Я запарковал Матиз, смотревшийся немного жутковато с поломанным левым зеркалом и разбитыми передними фарами. По-хорошему аппарат надо подделать и двигать, купить себе взамен что-то более серьёзное. Понятно, что на бабки, которые выручишь с продажи корыта, ничего не купишь, но нужно будет присмотреться, какие тут цены.

В этот момент мимо проезжал товарищ на белом седане — китайце, который тоже искал себе место для парковки.

— Володька, Али же ругаться будет? — бросил он, смотря на мой припаркованный Матиз.

— Ты о чём, братское сердце? — я вскинул бровь.
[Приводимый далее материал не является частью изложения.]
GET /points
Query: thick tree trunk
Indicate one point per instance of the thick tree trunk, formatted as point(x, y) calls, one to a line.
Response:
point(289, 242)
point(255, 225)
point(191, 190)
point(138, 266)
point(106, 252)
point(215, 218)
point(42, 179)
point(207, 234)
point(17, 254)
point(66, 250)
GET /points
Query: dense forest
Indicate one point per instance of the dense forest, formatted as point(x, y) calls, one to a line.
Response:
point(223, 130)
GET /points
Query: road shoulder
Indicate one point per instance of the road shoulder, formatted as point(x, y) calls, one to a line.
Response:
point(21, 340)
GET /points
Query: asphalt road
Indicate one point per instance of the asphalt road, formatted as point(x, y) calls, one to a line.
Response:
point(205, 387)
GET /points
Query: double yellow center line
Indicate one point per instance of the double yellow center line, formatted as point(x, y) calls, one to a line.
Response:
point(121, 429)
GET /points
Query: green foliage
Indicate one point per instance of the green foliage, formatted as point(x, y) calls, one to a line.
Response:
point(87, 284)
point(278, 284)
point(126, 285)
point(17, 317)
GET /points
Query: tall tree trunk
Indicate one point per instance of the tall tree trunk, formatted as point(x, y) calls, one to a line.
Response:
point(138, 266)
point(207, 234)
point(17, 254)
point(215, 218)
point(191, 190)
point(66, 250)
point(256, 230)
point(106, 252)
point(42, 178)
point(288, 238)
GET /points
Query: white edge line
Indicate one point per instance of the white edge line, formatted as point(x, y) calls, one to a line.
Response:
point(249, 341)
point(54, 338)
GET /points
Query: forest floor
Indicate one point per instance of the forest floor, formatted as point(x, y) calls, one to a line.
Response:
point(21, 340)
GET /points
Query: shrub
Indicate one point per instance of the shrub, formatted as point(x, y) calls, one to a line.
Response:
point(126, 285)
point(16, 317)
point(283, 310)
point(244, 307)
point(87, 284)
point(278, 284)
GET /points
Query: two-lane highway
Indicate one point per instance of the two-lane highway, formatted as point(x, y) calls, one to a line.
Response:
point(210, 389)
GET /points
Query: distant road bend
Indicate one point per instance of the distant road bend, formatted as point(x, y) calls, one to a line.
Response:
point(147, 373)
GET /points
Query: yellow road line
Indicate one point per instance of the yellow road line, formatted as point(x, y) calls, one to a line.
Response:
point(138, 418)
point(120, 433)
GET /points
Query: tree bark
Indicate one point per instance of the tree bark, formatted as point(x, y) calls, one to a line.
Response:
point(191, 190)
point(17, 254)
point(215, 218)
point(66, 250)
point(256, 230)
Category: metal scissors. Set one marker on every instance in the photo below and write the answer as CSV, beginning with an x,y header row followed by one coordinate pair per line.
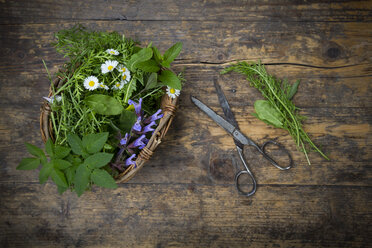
x,y
231,126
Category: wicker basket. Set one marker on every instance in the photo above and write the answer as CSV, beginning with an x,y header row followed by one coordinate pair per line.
x,y
168,106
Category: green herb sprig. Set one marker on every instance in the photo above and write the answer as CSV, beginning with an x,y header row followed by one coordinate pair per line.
x,y
278,109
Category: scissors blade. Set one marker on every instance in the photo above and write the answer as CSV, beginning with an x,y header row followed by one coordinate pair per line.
x,y
237,135
227,110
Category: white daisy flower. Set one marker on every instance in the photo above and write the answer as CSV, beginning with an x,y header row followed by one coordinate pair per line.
x,y
91,83
112,51
108,66
103,86
126,76
172,93
118,85
51,99
122,68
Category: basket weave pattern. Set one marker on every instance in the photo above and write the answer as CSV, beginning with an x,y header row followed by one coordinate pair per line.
x,y
168,107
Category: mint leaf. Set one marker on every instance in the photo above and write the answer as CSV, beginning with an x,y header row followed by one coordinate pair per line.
x,y
45,173
148,66
171,54
59,178
103,179
170,79
98,160
104,104
61,164
49,147
34,150
143,55
61,151
127,119
82,178
94,142
28,164
75,143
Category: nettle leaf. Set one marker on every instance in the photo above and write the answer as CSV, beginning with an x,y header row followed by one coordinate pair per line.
x,y
94,142
171,54
293,89
152,81
61,164
104,179
59,178
149,66
28,164
143,55
267,112
61,151
127,119
104,104
34,150
98,160
45,172
170,79
82,178
75,143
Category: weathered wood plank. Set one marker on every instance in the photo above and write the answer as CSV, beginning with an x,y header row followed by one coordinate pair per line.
x,y
185,215
41,11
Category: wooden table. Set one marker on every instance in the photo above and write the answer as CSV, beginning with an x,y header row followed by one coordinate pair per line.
x,y
185,197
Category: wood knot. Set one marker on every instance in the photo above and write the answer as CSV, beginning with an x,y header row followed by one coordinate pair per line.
x,y
145,154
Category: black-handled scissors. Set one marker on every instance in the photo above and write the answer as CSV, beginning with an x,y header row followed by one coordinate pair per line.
x,y
231,126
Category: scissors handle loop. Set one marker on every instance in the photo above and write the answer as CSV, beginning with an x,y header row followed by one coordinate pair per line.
x,y
270,159
244,172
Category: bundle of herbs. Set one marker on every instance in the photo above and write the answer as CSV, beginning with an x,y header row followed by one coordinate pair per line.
x,y
106,109
278,109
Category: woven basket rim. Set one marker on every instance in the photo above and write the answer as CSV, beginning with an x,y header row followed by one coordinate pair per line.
x,y
168,107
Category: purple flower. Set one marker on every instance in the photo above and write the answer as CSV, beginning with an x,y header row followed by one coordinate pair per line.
x,y
130,161
137,106
124,141
137,126
154,117
149,128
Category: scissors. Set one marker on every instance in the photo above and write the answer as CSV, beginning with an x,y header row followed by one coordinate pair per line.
x,y
240,140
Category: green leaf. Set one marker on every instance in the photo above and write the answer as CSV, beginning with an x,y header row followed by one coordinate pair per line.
x,y
157,56
127,119
293,89
98,160
143,55
148,66
75,143
61,151
152,81
61,164
171,54
28,164
45,173
49,147
267,112
170,79
103,179
34,150
59,178
94,142
82,178
104,104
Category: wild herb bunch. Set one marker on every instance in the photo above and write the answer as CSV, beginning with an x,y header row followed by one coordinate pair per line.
x,y
110,87
277,109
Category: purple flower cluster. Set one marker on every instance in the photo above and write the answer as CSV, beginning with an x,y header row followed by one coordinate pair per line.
x,y
135,140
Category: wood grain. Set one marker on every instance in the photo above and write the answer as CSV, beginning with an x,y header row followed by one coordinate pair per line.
x,y
185,196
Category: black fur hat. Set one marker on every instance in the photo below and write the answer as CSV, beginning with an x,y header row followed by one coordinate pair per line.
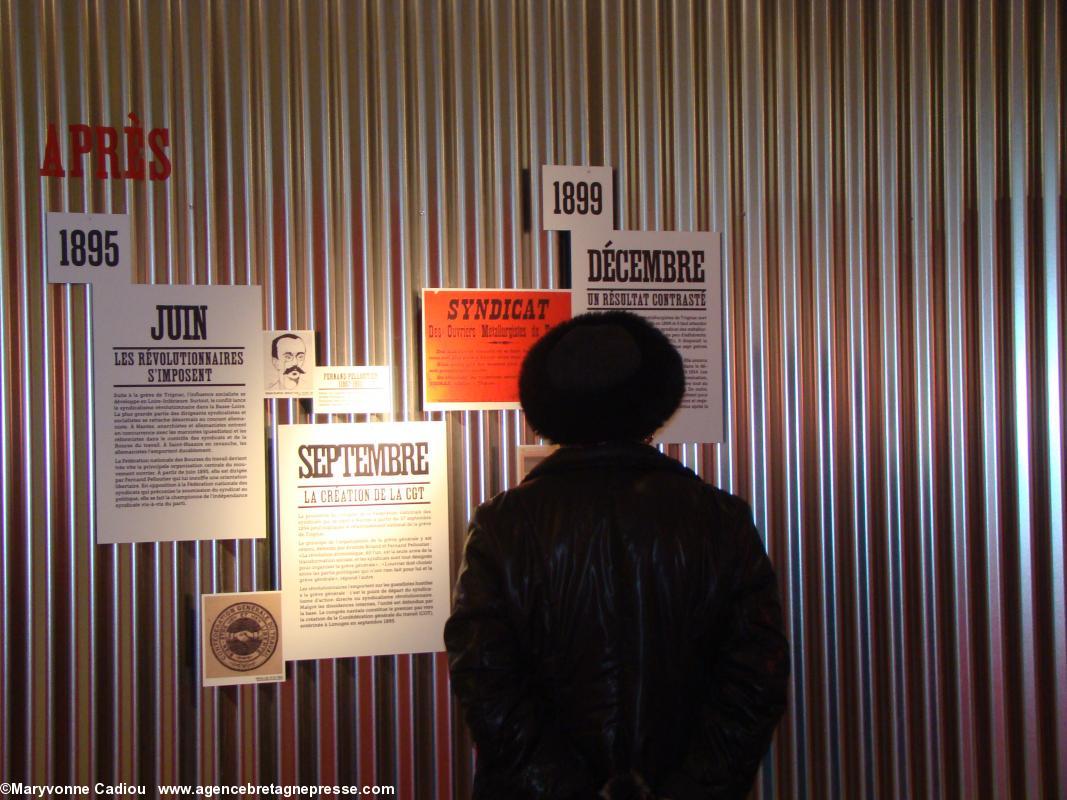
x,y
601,377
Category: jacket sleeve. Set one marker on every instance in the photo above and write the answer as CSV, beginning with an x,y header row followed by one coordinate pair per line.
x,y
745,692
495,681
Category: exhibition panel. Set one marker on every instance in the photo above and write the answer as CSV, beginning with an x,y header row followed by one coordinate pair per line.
x,y
879,188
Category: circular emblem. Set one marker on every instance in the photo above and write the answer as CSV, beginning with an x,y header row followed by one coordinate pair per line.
x,y
244,636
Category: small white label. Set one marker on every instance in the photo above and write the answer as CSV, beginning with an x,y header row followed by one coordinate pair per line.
x,y
576,197
353,390
88,249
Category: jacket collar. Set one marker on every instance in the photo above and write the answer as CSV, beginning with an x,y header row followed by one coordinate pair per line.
x,y
607,456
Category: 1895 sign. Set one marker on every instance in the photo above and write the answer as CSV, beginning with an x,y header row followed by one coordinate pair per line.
x,y
88,249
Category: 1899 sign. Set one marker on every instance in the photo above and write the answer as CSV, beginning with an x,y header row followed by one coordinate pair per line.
x,y
578,197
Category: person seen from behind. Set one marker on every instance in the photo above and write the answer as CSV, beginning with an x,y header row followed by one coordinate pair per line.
x,y
616,627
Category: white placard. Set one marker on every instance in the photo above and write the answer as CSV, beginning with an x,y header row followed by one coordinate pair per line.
x,y
178,413
674,281
88,249
364,538
289,363
576,197
353,390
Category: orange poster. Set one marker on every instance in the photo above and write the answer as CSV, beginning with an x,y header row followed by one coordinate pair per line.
x,y
474,341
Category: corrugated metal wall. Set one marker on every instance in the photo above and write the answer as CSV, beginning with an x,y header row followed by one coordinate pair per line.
x,y
889,179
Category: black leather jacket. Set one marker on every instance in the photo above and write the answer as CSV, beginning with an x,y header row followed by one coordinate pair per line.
x,y
616,613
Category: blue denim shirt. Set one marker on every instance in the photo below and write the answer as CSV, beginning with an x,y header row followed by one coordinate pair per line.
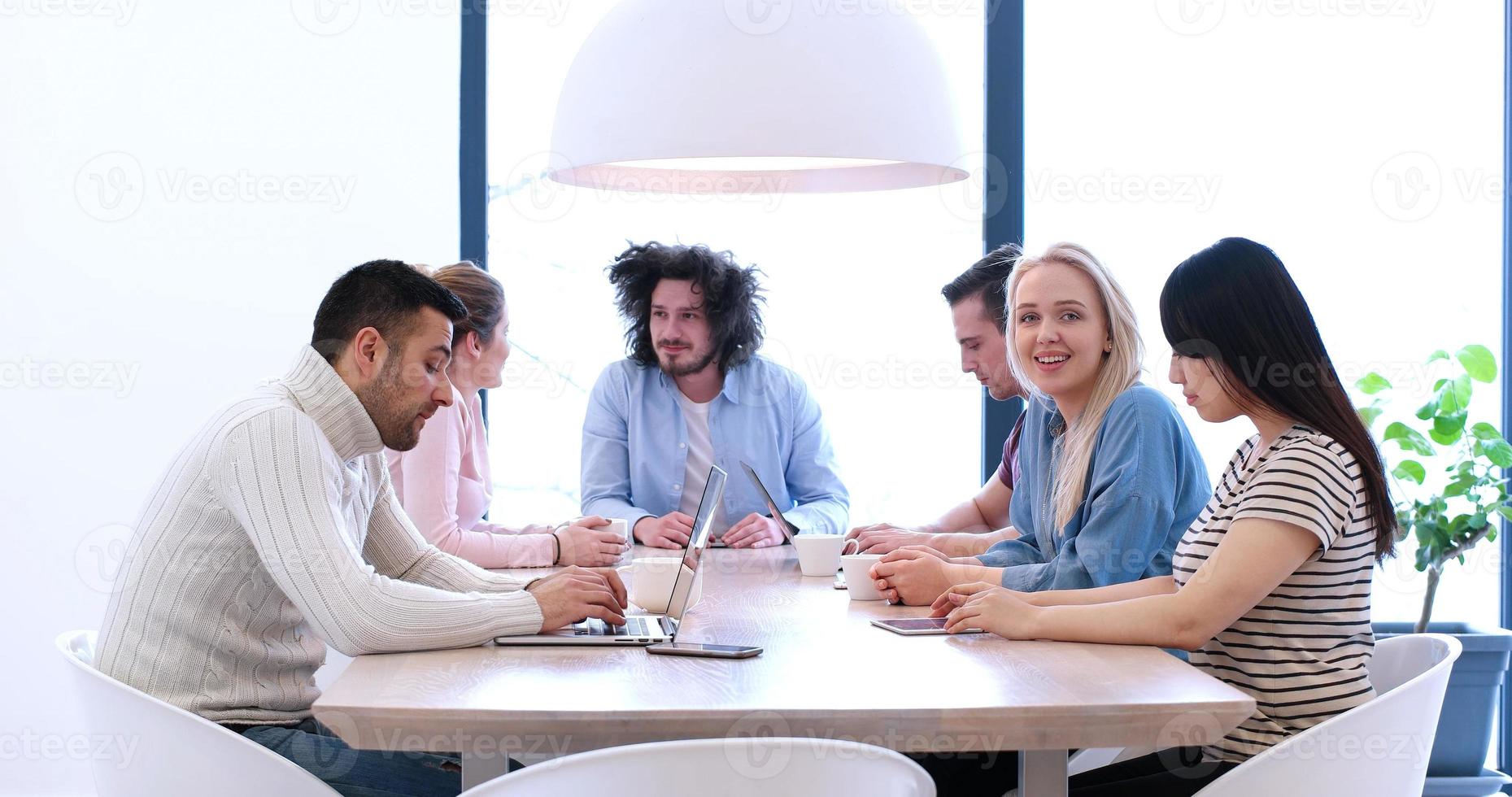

— Да это Али место… — ответил он и поехал дальше.

Я ещё раз взглянул на свою тачку. Ну, значит, обломится Али: кто первый встал, того и тапки.

От мыслей отвлёк скрип. Я обернулся и увидел бабулю, катившую за собой тележку, гружённую, как карабахский ишак.

— Внучок, ругаться… Ты молодец, что не боишься, — пробормотала она.

Я хмыкнул, пожал плечами.

— Кто успел, тот и сел.

Бабка покачала головой, пошла дальше, бурча что-то про «наворотили тут, а теперь сами разбирайтесь».

Я закрыл Матиз на сигналку, по привычке проверил — закрылась ли дверь, и потопал к подъезду. Туда же пошла и бабулька с тележкой.

В подъезд вела массивная металлическая дверь, закрытая на кодовый замок. Запертые подъезды — ещё одно наследие девяностых годов. Если до этого в Союзе никому не приходило в голову запирать подъезд, разве только зимой, чтобы холод внутрь не пускать, то начиная с девяностых люди хоть как-то хотели защититься от внешних невзгод по типу «мой дом — моя крепость». Тогда же в большинстве своём появились решётки на окнах, железные двери на замках и вторые металлические двери на квартирах. Спасало это мало кого, но внутреннюю уверенность определённо добавляло.

Маленькая, сухонькая бабулька в цветастом халате и платке, узелком завязанном под подбородком, посмотрела на меня с радостью в глазах. Она сидела на лавочке у подъезда, тяжёлая тележка стояла рядом.

— Володька, помоги бабке тележку до квартиры донести, — попросила она.

— Не вопрос, — я пожал плечами.

Негоже старикам тяжести таскать. Тележку-то по ступенькам не покатишь. Я поднял тележку и сразу понял, что тело это совсем не моё прежнее. Лишнего веса во мне теперь было с лихвой, а телега вдобавок весила килограммов двадцать, как показалось. Её вести тяжело, не то чтобы нести.

Я, но не подавая виду, что мне тяжело, попёр сумку по ступеням. А тяжело было… Уже после второй ступеньки пот выступил на лбу, спина заныла, а дыхание сбилось.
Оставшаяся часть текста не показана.